Fruchtsaft aus Fruchtsaftkonzentrat besteht zu 100 Prozent aus frischen Früchten. Diese werden noch im Ernteland gepresst. Nach dem Pressen werden dem Saft für den Transport ins „Verbraucherland“ Wasser und das eigene Fruchtsaftaroma entzogen, bis er auf etwa 1/5 bis 1/6 seines Volumens reduziert ist. Bei der späteren Produktion werden ihm das Wasser und Aroma wieder zugeführt. Das Ergebnis ist ein 100%iger Saft aus 100 Prozent Frucht.

Fruchtnektar

Damit man aus allen Früchtchen trinkbaren Saft machen kann, wurde Fruchtnektar erfunden, denn manche Früchte, wie z.B. Beerenfrüchte, sind als reiner Saft einfach zu sauer, andere wiederum, so wie Banane, Aprikose oder Mango, sind pur viel zu dickflüssig. Damit sie trotzdem auch als Getränk zu genießen sind, wurden die Fruchtnektare entwickelt. Sie bestehen aus einer Fruchtart oder aber aus einer Mischung von verschiedenen Saftsorten und bzw. oder Fruchtpüree, Wasser und teilweise Zucker, Süßstoff oder Honig. Je nachdem, welche Früchte im Nektar verarbeitet werden, schwankt der Mindestfruchtgehalt zwischen 25 und 50 Prozent. Nektar ist folglich kein minderwertiges Produkt. Beim Einkauf kann man einfach auf dem Etikett erkennen, wie hoch der Fruchtsaftgehalt ist. Die Valensina Premium-Fruchtnektare bestehen sogar bis zu 70 Prozent aus sonnengereiften ausgewählten Früchten, die zum Teil mit mildem Blütenhonig verfeinert werden.

Fruchtsaftgetränk

Fruchtsaftgetränke bestehen hauptsächlich aus Wasser.
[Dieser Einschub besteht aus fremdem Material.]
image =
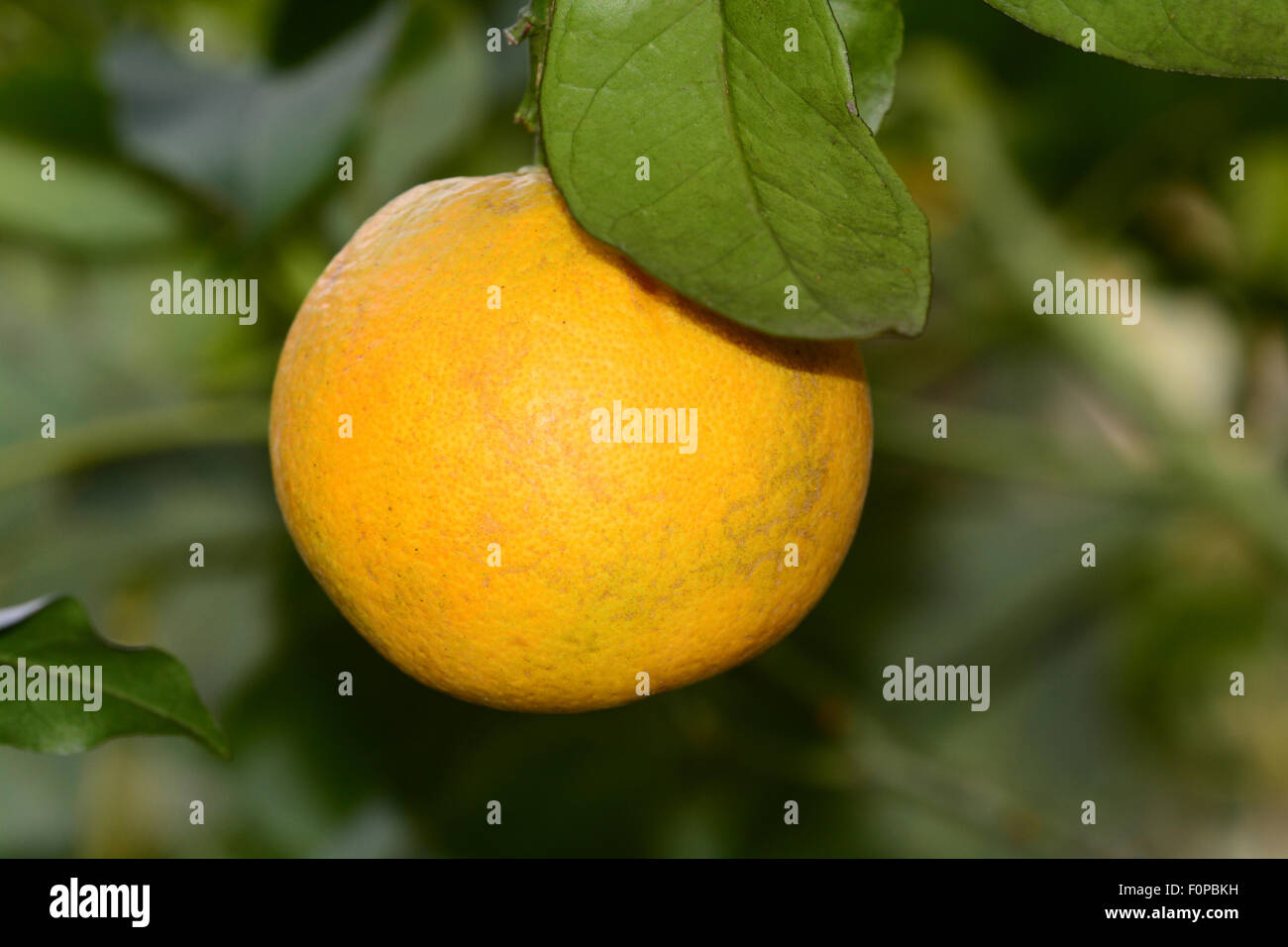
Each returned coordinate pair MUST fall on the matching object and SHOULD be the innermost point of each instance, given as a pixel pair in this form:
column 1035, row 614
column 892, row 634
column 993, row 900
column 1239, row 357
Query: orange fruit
column 458, row 457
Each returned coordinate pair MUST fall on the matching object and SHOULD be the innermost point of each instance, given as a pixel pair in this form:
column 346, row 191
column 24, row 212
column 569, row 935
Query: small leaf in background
column 90, row 205
column 143, row 689
column 763, row 188
column 259, row 141
column 1233, row 38
column 874, row 35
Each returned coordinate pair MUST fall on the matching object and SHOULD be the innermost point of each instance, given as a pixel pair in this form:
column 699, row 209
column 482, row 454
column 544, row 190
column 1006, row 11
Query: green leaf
column 874, row 35
column 1232, row 38
column 142, row 689
column 761, row 176
column 89, row 205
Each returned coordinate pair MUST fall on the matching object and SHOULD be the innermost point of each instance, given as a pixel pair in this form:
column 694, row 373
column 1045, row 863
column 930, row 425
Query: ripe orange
column 490, row 526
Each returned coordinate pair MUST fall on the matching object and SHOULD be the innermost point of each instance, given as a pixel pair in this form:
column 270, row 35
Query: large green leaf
column 1219, row 38
column 874, row 37
column 761, row 179
column 143, row 689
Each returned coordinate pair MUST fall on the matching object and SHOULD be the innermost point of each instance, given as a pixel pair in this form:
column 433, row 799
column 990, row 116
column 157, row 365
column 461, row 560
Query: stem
column 533, row 26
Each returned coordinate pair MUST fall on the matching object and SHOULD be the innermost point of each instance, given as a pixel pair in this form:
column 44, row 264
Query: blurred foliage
column 1108, row 684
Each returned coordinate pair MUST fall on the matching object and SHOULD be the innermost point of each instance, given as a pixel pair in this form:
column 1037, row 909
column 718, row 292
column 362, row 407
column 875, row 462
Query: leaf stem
column 533, row 26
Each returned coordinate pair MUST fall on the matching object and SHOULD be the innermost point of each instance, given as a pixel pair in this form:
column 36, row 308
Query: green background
column 1107, row 684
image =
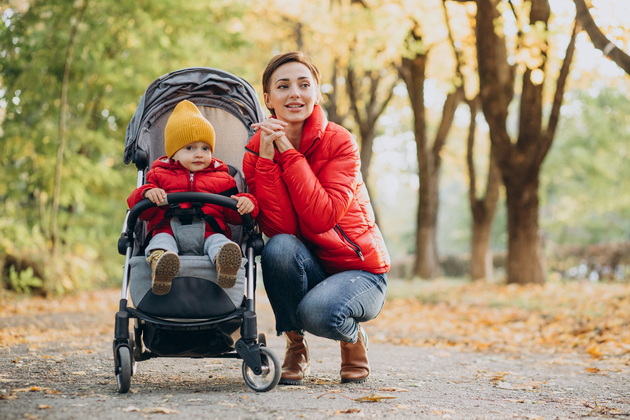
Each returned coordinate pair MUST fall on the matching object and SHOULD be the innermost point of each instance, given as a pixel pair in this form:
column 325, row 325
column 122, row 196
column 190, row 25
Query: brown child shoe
column 228, row 262
column 164, row 266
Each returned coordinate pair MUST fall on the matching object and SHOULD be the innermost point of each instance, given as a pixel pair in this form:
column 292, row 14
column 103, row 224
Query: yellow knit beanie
column 186, row 125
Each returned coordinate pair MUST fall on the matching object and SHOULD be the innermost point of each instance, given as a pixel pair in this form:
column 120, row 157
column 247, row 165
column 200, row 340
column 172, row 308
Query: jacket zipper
column 356, row 248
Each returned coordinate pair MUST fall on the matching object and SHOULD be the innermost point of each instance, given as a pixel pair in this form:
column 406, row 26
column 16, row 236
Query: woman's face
column 293, row 92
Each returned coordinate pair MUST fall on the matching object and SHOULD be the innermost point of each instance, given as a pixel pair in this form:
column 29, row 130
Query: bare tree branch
column 600, row 41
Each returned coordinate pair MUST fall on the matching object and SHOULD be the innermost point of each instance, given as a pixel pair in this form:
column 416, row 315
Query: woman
column 325, row 264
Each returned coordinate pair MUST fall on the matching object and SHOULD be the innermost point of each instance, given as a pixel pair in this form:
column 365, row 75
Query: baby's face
column 194, row 156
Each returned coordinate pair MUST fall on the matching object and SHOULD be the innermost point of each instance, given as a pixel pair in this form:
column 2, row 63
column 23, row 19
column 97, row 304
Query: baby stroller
column 197, row 318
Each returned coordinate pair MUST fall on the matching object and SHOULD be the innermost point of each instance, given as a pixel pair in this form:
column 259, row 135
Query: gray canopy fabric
column 204, row 86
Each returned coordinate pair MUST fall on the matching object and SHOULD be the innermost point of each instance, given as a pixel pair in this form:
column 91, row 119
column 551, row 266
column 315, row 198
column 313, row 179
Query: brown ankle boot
column 164, row 266
column 354, row 362
column 296, row 361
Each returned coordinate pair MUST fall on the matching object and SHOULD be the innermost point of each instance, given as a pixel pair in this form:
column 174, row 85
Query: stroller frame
column 261, row 369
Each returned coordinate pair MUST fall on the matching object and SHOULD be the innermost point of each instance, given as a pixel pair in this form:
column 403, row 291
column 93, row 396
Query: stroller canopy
column 204, row 86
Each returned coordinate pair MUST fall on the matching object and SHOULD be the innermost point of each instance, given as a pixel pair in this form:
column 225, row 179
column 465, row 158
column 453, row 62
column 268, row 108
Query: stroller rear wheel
column 123, row 368
column 270, row 375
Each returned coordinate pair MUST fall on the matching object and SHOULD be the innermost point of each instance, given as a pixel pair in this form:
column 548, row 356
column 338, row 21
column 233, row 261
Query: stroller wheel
column 270, row 375
column 123, row 369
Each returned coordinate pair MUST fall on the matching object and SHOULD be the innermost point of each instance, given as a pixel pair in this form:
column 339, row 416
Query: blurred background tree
column 71, row 75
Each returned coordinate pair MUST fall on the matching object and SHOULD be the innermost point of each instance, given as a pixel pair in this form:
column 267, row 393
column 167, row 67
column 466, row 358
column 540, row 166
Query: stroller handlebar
column 186, row 197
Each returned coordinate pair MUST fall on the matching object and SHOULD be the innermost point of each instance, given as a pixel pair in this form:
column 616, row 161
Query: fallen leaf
column 594, row 351
column 374, row 398
column 159, row 410
column 348, row 411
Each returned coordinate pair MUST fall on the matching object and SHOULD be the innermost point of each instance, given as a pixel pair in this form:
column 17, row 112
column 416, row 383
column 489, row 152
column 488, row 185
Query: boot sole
column 229, row 261
column 287, row 381
column 354, row 381
column 166, row 268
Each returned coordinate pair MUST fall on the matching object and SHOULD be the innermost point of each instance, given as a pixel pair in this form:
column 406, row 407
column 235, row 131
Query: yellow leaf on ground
column 374, row 398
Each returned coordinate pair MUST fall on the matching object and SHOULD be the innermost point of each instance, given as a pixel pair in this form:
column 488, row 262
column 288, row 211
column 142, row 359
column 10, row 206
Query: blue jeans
column 304, row 298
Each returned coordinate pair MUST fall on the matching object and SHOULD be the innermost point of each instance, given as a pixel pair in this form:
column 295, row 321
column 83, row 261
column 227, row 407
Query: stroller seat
column 194, row 293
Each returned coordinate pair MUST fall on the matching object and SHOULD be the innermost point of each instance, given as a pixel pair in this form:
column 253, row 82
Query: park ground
column 442, row 349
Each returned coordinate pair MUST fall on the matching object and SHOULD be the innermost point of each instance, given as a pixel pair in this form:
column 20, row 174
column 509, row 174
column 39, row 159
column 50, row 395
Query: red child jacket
column 172, row 177
column 318, row 194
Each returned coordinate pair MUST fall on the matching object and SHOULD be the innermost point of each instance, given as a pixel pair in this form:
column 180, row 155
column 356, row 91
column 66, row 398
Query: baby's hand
column 156, row 195
column 244, row 205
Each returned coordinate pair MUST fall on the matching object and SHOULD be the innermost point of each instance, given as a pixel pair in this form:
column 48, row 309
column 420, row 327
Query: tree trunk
column 429, row 161
column 61, row 132
column 525, row 259
column 482, row 209
column 481, row 267
column 519, row 161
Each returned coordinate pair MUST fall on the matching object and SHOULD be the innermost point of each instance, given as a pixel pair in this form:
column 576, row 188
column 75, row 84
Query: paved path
column 65, row 371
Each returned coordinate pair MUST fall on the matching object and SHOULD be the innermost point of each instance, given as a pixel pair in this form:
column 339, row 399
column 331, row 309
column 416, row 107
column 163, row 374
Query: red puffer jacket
column 172, row 177
column 317, row 194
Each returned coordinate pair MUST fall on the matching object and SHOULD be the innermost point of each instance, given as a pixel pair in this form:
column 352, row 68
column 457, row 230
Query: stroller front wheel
column 270, row 375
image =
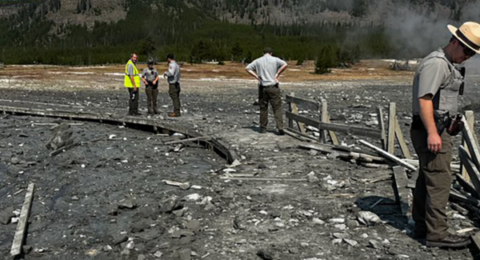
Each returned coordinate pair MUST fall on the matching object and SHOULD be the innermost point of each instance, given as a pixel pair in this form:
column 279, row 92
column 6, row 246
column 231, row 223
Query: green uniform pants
column 174, row 91
column 272, row 95
column 152, row 96
column 133, row 101
column 433, row 185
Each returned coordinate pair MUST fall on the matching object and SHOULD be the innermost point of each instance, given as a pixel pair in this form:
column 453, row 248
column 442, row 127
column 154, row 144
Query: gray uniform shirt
column 150, row 75
column 266, row 68
column 173, row 73
column 431, row 74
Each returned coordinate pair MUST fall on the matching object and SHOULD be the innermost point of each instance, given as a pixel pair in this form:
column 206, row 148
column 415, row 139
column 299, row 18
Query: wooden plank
column 332, row 134
column 412, row 182
column 401, row 141
column 454, row 166
column 382, row 127
column 392, row 117
column 388, row 155
column 323, row 119
column 22, row 222
column 469, row 116
column 402, row 194
column 372, row 133
column 476, row 240
column 471, row 169
column 467, row 185
column 456, row 196
column 471, row 144
column 294, row 110
column 297, row 135
column 189, row 140
column 308, row 104
column 262, row 179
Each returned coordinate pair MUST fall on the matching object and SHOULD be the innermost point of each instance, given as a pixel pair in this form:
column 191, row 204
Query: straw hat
column 468, row 34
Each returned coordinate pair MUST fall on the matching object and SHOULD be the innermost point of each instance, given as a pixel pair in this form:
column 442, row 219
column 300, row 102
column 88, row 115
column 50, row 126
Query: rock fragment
column 368, row 218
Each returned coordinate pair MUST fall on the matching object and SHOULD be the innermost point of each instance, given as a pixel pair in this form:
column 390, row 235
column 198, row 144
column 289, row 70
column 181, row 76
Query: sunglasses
column 467, row 51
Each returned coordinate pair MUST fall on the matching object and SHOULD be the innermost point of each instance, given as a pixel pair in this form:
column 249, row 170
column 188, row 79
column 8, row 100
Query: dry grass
column 366, row 69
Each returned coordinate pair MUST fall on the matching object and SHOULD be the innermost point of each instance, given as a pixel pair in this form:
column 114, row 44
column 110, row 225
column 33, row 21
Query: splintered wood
column 22, row 223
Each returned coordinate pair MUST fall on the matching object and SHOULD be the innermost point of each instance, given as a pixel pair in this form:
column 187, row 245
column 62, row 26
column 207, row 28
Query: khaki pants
column 152, row 96
column 133, row 100
column 272, row 95
column 174, row 91
column 433, row 185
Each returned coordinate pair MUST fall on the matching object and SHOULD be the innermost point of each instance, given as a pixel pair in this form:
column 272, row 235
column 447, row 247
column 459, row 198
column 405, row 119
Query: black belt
column 417, row 122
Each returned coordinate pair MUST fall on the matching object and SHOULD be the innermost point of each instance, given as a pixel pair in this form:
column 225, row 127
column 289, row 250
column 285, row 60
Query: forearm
column 170, row 72
column 133, row 81
column 427, row 114
column 281, row 70
column 251, row 72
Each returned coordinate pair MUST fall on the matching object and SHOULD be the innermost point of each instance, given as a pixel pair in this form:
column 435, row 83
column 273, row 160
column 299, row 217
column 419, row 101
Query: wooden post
column 332, row 134
column 392, row 116
column 401, row 191
column 469, row 117
column 22, row 223
column 323, row 119
column 294, row 109
column 382, row 127
column 290, row 109
column 401, row 141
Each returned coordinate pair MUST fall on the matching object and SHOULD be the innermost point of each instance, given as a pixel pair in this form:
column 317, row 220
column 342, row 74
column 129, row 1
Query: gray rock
column 27, row 249
column 263, row 254
column 15, row 160
column 193, row 225
column 352, row 223
column 368, row 218
column 374, row 244
column 185, row 254
column 351, row 242
column 140, row 226
column 127, row 204
column 119, row 239
column 312, row 179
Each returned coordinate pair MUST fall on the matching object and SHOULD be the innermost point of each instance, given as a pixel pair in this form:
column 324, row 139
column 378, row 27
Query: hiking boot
column 173, row 114
column 450, row 241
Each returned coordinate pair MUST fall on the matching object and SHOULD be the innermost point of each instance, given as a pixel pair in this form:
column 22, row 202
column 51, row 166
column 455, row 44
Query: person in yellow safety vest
column 132, row 83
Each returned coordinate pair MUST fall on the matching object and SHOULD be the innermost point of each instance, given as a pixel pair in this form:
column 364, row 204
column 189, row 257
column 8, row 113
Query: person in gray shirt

Der Fruchtgehalt stammt aus der angegebenen Frucht und liegt zwischen 6 und 30 Prozent, je nachdem welche Früchte verwendet werden. Beispielsweise liegt er bei Kernobst oder Trauben bzw. Mischungen bei mindestens 30 Prozent, bei Zitrusfrüchten bei mindestens sechs Prozent. Dazu werden dann noch Trink- oder Mineralwasser, natürliche Fruchtaromen sowie evtl. Zucker und Genusssäuren zugegeben, die Geschmack und Frische bringen. Das Etikett gibt Aufschluss über die genaue Zusammensetzung. Fruchtsaftgetränke sind wegen ihres hohen Zuckeranteils von ca. 12 Prozent eher eine Limonade und weniger ein Saftgetränk.

Fruchtsaftschorle

Fruchtsaftschorlen zählen zu den Erfrischungsgetränken. Sie enthalten Fruchtsaft, Fruchtsaftkonzentrat, Fruchtmark oder Mischungen daraus sowie Trinkwasser oder natürliches Mineralwasser und Kohlensäure. Die genauen Vorgaben werden in den Leitsätzen für Erfrischungsgetränke streng geregelt. Besonders beliebt ist Apfelschorle, aber auch neue Mischungen wie Rote Fruchtsaftschorlen oder Rhabarber-Schorlen gibt es inzwischen fertig gemixt zu kaufen. Der Fruchtgehalt von Fruchtsaftschorlen definiert sich über die Fruchtgehalte von Fruchtnektaren. So beträgt der Mindestfruchtgehalt von Apfelsaftschorlen mindestens 50 Prozent, bei Rhabarberschorle liegt er bei mindestens 25 Prozent. Ein Blick auf das Etikett gibt hier genaue Auskunft.